John Bruno and Elizabeth Selig of the University of North Carolina at Chapel Hill in the US compiled data from 6000 studies that between them tracked the fate of 2600 reefs in the Indo-Pacific between 1968 and 2004. They used the extent to which reefs were covered by live coral as an indication of their health.
"The corals themselves build their limestone foundation, so if the surface of the reef is not covered with live tissue that is continually secreting it, the reef can erode fairly quickly," explains Selig.
She and Bruno found that coral cover declined by 1% per year on average between 1968 and 2004. For comparison, tropical rainforests declined by 0.4% per year between 1990 and 1997.

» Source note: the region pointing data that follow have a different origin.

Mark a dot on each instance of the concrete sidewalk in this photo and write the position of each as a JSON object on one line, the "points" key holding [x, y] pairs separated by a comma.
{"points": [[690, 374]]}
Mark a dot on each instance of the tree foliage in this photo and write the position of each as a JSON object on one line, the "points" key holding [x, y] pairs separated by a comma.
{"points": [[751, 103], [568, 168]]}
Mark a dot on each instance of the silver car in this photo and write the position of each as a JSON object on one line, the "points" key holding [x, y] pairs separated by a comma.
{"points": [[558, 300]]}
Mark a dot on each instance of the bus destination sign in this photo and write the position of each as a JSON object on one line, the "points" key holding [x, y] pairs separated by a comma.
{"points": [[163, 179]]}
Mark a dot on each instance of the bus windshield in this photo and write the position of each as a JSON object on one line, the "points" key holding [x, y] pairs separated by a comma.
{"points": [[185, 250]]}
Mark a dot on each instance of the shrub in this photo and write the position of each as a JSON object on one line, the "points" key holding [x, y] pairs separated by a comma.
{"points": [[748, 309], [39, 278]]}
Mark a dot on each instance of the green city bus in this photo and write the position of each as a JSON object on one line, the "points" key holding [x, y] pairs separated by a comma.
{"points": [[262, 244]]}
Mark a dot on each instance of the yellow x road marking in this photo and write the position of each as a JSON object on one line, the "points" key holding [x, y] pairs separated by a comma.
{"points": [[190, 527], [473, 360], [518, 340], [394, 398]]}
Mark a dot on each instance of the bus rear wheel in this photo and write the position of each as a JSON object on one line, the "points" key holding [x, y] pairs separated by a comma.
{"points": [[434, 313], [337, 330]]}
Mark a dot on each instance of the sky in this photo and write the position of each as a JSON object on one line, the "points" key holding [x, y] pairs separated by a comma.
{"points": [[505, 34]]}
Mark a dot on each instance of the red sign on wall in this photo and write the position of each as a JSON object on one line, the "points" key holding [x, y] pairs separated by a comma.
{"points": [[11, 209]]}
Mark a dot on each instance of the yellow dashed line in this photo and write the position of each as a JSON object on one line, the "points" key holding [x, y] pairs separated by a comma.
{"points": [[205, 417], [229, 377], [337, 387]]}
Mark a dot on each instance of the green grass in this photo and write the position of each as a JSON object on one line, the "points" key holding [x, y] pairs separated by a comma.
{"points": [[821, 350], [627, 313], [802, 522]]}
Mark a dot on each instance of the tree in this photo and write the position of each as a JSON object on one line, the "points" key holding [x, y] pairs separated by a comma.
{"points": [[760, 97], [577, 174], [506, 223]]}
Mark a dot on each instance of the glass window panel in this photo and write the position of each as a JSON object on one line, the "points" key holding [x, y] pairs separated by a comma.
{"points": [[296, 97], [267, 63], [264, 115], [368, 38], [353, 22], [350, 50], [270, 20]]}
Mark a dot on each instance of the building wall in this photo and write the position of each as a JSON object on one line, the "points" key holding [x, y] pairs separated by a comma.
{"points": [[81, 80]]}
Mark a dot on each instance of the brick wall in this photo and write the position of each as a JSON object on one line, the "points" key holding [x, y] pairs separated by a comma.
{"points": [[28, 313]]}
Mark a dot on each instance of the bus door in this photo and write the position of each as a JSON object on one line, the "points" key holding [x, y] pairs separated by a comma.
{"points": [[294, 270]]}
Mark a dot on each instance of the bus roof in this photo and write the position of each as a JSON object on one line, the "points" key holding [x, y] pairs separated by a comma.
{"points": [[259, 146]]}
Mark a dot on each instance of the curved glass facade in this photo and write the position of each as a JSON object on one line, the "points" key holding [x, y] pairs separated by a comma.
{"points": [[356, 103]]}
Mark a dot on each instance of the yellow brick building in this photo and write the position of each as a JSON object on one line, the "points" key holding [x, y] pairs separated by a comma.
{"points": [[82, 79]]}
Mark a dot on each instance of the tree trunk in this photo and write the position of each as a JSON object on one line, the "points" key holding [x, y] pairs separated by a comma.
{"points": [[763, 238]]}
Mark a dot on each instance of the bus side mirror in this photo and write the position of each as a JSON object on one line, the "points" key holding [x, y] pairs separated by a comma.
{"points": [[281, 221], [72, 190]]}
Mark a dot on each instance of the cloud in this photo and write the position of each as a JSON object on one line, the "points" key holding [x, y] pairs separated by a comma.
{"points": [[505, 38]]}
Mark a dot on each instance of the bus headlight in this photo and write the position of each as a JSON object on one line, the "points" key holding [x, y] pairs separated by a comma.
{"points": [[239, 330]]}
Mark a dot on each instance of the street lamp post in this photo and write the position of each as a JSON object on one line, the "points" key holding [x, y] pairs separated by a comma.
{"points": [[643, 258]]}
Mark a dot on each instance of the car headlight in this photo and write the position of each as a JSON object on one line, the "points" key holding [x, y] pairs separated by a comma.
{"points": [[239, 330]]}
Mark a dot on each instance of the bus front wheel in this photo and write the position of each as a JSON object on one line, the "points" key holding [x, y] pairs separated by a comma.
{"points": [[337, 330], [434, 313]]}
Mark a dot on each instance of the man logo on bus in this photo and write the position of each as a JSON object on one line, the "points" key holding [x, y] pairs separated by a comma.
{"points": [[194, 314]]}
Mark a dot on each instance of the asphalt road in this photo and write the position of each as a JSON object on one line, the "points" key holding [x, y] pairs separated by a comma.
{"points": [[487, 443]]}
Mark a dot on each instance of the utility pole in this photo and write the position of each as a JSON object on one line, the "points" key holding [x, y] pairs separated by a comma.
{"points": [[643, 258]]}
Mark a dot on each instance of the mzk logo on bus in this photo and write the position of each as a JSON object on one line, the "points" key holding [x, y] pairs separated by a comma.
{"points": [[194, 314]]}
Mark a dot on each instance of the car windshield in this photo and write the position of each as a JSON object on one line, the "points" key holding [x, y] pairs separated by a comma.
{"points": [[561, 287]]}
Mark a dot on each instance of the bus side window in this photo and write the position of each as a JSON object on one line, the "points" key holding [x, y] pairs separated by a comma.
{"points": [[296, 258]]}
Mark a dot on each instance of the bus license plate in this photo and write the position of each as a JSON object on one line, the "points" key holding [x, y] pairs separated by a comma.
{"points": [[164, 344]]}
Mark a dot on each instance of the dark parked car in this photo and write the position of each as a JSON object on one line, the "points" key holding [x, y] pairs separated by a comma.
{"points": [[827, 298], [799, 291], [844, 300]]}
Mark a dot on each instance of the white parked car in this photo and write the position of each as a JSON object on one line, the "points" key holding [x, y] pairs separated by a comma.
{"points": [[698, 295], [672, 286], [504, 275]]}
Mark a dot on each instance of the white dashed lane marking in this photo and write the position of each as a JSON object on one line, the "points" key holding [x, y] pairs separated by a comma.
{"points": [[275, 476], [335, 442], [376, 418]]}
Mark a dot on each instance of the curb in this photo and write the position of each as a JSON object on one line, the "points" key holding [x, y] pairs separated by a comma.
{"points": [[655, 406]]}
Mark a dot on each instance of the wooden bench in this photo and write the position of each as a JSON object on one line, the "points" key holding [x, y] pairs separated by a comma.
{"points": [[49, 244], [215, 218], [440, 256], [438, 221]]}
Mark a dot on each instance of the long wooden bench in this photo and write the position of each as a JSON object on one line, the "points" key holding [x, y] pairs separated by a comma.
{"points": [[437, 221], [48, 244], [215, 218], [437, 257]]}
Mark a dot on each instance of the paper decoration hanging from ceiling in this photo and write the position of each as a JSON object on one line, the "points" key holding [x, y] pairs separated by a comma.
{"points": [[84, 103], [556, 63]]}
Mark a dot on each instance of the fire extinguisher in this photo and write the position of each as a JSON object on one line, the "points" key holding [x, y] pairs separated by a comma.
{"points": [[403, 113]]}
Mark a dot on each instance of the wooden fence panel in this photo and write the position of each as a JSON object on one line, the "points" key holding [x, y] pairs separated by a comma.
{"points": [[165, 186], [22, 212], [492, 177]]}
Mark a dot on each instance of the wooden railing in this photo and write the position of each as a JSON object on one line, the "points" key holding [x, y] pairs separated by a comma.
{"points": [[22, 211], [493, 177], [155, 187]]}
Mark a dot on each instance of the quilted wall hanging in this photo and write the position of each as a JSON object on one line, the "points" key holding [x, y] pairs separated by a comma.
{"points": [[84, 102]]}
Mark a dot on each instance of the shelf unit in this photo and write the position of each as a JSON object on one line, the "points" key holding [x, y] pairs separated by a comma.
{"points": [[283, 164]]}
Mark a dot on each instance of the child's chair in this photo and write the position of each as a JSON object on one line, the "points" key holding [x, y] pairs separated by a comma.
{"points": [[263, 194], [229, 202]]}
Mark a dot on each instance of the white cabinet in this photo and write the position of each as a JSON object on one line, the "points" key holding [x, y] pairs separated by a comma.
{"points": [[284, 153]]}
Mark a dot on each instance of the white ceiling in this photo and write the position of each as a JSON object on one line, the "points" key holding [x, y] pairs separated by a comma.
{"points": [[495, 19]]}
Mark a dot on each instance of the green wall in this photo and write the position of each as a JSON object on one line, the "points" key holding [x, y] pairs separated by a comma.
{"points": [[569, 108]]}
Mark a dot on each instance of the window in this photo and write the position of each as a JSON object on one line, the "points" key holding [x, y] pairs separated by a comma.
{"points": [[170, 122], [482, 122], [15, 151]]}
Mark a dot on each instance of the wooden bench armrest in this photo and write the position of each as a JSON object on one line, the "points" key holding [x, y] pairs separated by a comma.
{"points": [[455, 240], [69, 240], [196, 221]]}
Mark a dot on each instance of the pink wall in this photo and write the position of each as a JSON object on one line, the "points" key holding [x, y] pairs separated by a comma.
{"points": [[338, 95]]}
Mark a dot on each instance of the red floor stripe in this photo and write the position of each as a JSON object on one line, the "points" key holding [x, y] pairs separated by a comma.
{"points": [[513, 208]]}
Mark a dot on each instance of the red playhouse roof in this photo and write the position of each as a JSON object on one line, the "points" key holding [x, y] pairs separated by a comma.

She and Bruno found that coral cover declined by 1% per year on average between 1968 and 2004. For comparison, tropical rainforests declined by 0.4% per year between 1990 and 1997.
Steep decline
In the early 1980s about 40% of reefs were covered with live coral, but that number had halved by 2003. Today only 2% of Indo-Pacific reefs have the same amount of live coral as they did in the 1980s.
That's much less than expected, says Selig. She explains that it was generally thought that Indo-Pacific reefs were faring much better than Caribbean reefs, a bias she believes stems from the fact that Caribbean reefs have been studied more extensively. Caribbean reefs are declining by 1.5% a year (Science vol 301p 929).
The researchers found little difference between protected and unprotected reefs. "Well-managed reefs are definitely doing better in terms of fish population but not in terms of coral cover," Selig told New Scientist.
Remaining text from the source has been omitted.